Adult participants undergoing a procedure at a single tertiary care center were studied prospectively between April 2018 and January 2022. Subinvestigators recorded vital signs and skin checks preoperatively, 15 minutes into induction, and hourly thereafter until 1 hour into the postoperative period. If participants developed an adverse reaction, additional variables were documented: causal agent(s) exposure, type of nonallergic adverse reaction, Sixth National Audit Project severity score, evidence of mast cell activation by serum acute and baseline tryptase pairing, Allergy consult, and causal agent identification.
Among 939 procedures (mean age, 59.25 ± 14.78 years; 58% females; 87% White), there were 12 (1.3%) cases with an identified adverse reaction.
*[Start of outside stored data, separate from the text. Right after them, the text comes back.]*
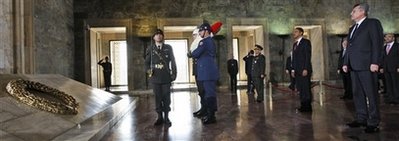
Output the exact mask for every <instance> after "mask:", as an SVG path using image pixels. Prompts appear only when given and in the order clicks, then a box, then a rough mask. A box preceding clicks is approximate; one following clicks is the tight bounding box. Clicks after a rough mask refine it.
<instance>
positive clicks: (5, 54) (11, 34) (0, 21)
mask: <svg viewBox="0 0 399 141" xmlns="http://www.w3.org/2000/svg"><path fill="white" fill-rule="evenodd" d="M0 19H1V20H0V74H9V73H12V72H13V69H14V66H13V63H14V59H13V51H14V50H13V46H12V45H13V43H12V41H13V40H12V37H13V34H12V32H13V26H12V25H13V24H12V0H2V1H0Z"/></svg>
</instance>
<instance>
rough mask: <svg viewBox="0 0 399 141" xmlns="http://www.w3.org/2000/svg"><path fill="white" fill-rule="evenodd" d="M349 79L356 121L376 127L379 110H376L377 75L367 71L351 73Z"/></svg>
mask: <svg viewBox="0 0 399 141" xmlns="http://www.w3.org/2000/svg"><path fill="white" fill-rule="evenodd" d="M351 78H352V86H353V87H352V89H353V101H354V103H355V109H356V120H357V121H358V122H367V125H368V126H378V124H379V122H380V110H379V108H378V105H379V95H378V89H377V81H378V78H377V73H372V72H370V71H369V70H368V71H351ZM367 100H368V101H367ZM367 103H368V104H367Z"/></svg>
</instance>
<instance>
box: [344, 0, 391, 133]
mask: <svg viewBox="0 0 399 141" xmlns="http://www.w3.org/2000/svg"><path fill="white" fill-rule="evenodd" d="M368 10H369V6H368V4H366V3H361V4H356V5H355V6H354V7H353V10H352V13H351V18H352V20H353V21H355V22H356V24H355V25H353V26H352V27H351V28H350V29H349V32H348V33H349V37H348V41H349V46H348V49H347V55H346V56H345V58H344V59H345V60H344V65H343V67H342V70H343V71H344V72H348V70H349V68H350V71H351V78H352V86H353V87H352V88H353V100H354V103H355V109H356V119H355V120H354V121H352V122H350V123H348V124H347V125H348V126H349V127H352V128H354V127H360V126H366V129H365V132H366V133H375V132H379V128H378V125H379V123H380V110H379V108H378V104H379V95H378V89H377V81H378V78H377V73H378V70H379V68H378V67H379V64H380V63H381V51H382V46H383V29H382V26H381V23H380V21H379V20H377V19H372V18H367V14H368V13H367V12H368Z"/></svg>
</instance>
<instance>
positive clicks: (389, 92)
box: [380, 33, 399, 105]
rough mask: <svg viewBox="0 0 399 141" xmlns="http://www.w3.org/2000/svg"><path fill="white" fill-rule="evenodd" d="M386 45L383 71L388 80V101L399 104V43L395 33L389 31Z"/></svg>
mask: <svg viewBox="0 0 399 141" xmlns="http://www.w3.org/2000/svg"><path fill="white" fill-rule="evenodd" d="M384 39H385V42H386V45H385V47H384V49H385V51H384V53H383V62H382V68H381V69H380V72H381V73H384V75H385V80H386V89H387V96H386V99H385V102H386V103H389V104H395V105H397V104H399V43H397V42H395V40H394V39H395V35H394V34H392V33H388V34H386V35H385V37H384Z"/></svg>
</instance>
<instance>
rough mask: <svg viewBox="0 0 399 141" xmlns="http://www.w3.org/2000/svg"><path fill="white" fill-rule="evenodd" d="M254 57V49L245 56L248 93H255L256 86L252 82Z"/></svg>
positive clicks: (245, 64)
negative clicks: (253, 61)
mask: <svg viewBox="0 0 399 141" xmlns="http://www.w3.org/2000/svg"><path fill="white" fill-rule="evenodd" d="M253 59H254V50H251V51H249V52H248V55H247V56H245V57H244V58H243V60H244V61H245V74H247V93H249V94H251V93H254V89H253V88H254V86H253V83H252V76H251V70H252V60H253Z"/></svg>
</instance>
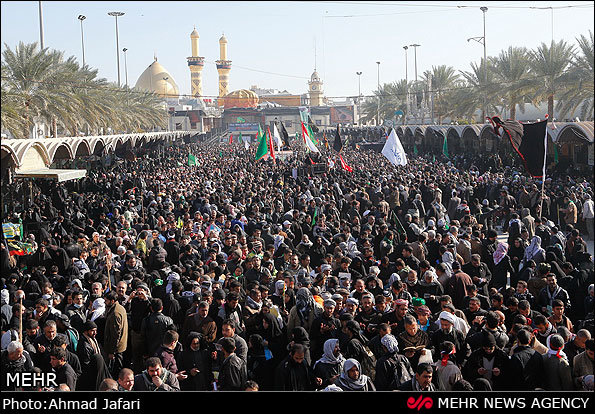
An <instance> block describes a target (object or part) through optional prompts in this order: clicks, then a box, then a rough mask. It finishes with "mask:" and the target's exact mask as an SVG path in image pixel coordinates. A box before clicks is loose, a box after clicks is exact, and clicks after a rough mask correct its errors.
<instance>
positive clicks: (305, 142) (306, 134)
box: [302, 122, 320, 152]
mask: <svg viewBox="0 0 595 414" xmlns="http://www.w3.org/2000/svg"><path fill="white" fill-rule="evenodd" d="M302 136H303V137H304V144H306V148H307V149H309V150H310V151H312V152H320V151H319V150H318V148H316V145H314V143H313V142H312V139H311V138H310V134H309V133H308V129H306V126H305V125H304V123H303V122H302Z"/></svg>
Nine cases were classified as nonhypersensitivity adverse reactions (1%) and 3 as possible hypersensitivity reactions (0.3%); 1 case was classified as suspected perioperative hypersensitivity and 2 as POA (0.2%). Both POA cases were males, had previous procedures, had evidence of mast cell activation, had a Sixth National Audit Project score of 3, and were referred to Allergy for further evaluation. There were 9 participants who developed a nonhypersensitivity adverse reaction: relative overdose of anesthetic (n = 6), transient rash (n = 2), and isolated bronchospasm (n = 1). All transient rashes were observed during undraping protocol.
In our prospective study, the incidence of POA is 1:470 procedures. Our study suggests that the incidence of POA may be higher than previously reported.
一项先前使用行政数据的研究报告称,在美国,围手术期过敏反应(POA)的发生率为每6537例手术中有1例。
我们试图确定美国一个前瞻性队列中POA的发生率。
对2018年4月至2022年1月期间在一家单一的三级医疗中心接受手术的成年参与者进行前瞻性研究。子研究人员在术前、诱导开始后15分钟以及此后每小时记录生命体征和皮肤检查情况,直至术后1小时。如果参与者出现不良反应,则记录其他变量:接触的致病因素、非过敏性不良反应的类型、第六次国家审计项目严重程度评分、血清急性和基线类胰蛋白酶配对显示的肥大细胞活化证据、过敏咨询以及致病因素鉴定。
在939例手术中(平均年龄59.25±14.78岁;58%为女性;87%为白人),有12例(1.3%)出现了已确定的不良反应。9例被归类为非超敏反应性不良反应(1%),3例为可能的超敏反应(0.3%);1例被归类为疑似围手术期超敏反应,2例为POA(0.2%)。两例POA病例均为男性,曾接受过手术,有肥大细胞活化的证据,第六次国家审计项目评分为3分,并被转诊至过敏科进行进一步评估。有9名参与者出现了非超敏反应性不良反应:麻醉剂相对过量(n = 6)、短暂性皮疹(n = 2)和孤立性支气管痉挛(n = 1)。所有短暂性皮疹均在解开手术单操作过程中观察到。
在我们的前瞻性研究中,POA的发生率为每470例手术中有1例。我们的研究表明,POA的发生率可能高于先前报道的水平。